Another of the authors' pet peeves is "testing for difference from zero". They claim that it's common for papers to report results as "statistically different from zero", when they're barely so. They use the epithet "sign testing" for this case. The lack of attention to the size of an effect that significance testing allows means that papers get published showing that some effects have a positive effect on a problem, even when the effect is barely different from a placebo. And there are enough scientists performing enough experiments today that many treatments with no real effect will reach this level of significance purely by chance.
Overall, the book spends far too much time on personalities and politics. Even when the discussion is substantive, too much effort goes into why the standard approach is mistaken and far too little on how to do science right, or why their preferred approaches would actually lead to better science.
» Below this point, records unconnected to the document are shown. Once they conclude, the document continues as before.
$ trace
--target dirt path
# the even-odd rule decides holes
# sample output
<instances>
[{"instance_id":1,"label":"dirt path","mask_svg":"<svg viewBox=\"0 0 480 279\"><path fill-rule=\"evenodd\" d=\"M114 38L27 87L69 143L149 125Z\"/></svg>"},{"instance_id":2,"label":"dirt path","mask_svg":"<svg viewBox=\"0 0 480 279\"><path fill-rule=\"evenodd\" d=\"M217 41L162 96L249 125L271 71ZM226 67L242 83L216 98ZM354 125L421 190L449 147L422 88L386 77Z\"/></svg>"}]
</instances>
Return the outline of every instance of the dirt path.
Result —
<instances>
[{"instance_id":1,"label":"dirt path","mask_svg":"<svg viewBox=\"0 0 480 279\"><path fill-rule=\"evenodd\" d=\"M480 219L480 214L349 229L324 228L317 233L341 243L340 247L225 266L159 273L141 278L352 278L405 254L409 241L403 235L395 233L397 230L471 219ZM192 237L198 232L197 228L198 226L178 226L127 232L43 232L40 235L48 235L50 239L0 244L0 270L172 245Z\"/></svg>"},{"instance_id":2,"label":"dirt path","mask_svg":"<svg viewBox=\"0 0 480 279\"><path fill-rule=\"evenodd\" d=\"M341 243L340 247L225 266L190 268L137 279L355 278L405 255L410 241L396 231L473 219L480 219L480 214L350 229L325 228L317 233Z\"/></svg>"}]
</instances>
For the layperson trying to follow the progress of science, and occasionally to dip into the literature to make a decision about what treatment to recommend to a family member or what supplements would best enhance longevity or health, the point is that scientific papers have to be read more carefully. argue that editors, even of prestigious journals, are using the wrong metrics in choosing what papers to accept, and often pressure authors to present their results in formats that aren't useful for this purpose.
When reading papers, concentrate on the size and the costs of the effects being described. Significance can be relevant, but the fact that a paper appeared in a major publication doesn't mean that the effects being described are important or useful. Don't be surprised if the most-cited papers in some area don't actually present the circumstances in which an intervention would be useful. Don't assume that all "significant" effects are relevant or strong.